Hosmer and Latham have begun reaching out to local and national partners to develop joint programming that links The Bob Dylan Archive, a Bob Dylan Center to be located in downtown Tulsa, and related exhibits to campus initiatives such as Cultures of the Americas and the Oklahoma Center for the Humanities as well as other cultural resources (e.g. Woody Guthrie Center, OK POP and the Tulsa Folk Alliance).
“Dylan is a modern genius who transformed forever our ideas about music, poetry and the role of art in our lives,” Latham said. “He invented modern rock music, revitalized Nashville’s sound, launched the roots music revolution and taught us that these popular forms can be every bit as rich and transformative as the novels of James Joyce or the plays of Shakespeare.”

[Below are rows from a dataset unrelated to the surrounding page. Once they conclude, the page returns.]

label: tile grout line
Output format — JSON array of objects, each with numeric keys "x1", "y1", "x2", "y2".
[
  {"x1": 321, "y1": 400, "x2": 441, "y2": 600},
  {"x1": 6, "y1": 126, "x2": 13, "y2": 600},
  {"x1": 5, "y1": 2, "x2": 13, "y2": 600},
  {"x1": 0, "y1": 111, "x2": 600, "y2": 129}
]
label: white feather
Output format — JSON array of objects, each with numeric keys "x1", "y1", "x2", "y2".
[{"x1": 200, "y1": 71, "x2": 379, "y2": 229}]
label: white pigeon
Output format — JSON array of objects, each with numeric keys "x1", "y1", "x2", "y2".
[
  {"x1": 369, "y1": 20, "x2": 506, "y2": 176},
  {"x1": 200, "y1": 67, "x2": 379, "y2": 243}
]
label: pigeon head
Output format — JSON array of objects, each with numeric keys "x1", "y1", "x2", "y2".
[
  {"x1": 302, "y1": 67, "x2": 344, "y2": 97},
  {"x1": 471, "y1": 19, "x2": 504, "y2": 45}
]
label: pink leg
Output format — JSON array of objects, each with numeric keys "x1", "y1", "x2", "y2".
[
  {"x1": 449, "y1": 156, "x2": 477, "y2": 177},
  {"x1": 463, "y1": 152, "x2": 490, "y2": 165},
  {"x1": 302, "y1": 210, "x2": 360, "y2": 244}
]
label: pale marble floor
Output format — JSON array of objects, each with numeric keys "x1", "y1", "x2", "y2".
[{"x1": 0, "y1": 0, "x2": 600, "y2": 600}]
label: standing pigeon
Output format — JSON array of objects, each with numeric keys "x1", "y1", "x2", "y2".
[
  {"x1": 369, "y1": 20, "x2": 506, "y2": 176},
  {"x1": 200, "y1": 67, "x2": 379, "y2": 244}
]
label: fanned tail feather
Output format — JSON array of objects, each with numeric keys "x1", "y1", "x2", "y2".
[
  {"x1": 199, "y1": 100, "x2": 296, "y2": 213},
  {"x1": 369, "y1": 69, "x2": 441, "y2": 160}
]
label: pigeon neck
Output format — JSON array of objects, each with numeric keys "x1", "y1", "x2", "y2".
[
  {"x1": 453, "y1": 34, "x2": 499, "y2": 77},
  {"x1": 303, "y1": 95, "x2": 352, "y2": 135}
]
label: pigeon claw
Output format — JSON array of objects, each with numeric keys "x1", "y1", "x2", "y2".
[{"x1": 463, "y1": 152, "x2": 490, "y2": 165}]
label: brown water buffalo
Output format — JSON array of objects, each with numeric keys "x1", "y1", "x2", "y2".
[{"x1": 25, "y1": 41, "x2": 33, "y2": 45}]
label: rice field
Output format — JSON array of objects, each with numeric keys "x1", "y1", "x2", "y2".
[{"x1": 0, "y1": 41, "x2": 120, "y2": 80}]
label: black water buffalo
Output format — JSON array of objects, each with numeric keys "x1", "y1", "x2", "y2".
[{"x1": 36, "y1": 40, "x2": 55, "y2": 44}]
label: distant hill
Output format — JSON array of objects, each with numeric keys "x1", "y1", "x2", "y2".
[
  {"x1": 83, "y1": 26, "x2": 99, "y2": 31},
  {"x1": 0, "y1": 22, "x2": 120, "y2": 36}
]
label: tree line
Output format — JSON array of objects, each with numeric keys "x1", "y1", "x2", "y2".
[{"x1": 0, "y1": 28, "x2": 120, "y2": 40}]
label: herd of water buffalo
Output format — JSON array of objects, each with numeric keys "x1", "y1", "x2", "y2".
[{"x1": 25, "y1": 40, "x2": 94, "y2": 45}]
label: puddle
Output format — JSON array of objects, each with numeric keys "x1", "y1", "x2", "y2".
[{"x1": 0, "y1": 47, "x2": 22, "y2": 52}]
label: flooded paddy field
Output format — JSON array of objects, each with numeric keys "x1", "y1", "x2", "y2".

Among many initiatives to be developed over time, the TU Institute for Bob Dylan Studies will sponsor academic symposia as well as programs for the general public, student fellowships, institutes for teachers, community-based initiatives and original research in the archive.
“The TU Institute for Bob Dylan Studies promises to be a huge windfall for popular music research,” said rock music scholar Kevin Dettmar, the W.M. Keck Professor of English at Pomona College. “The breadth and depth of the holdings are stunning: a whole new era of Dylan scholarship is about to begin. Dylan’s tiny spiral-bound notebooks and the typescripts of songs and books promise to provide an unparalleled glimpse into the creative process of one of the twentieth century’s most fecund imaginations.”
The Bob Dylan Archive is a unique treasure, and along with the planned Bob Dylan Center located in the downtown Tulsa Arts District, TU’s newest institute will draw international attention from scholars and students as well as from a much larger public interested in the work of one of America’s most original artists.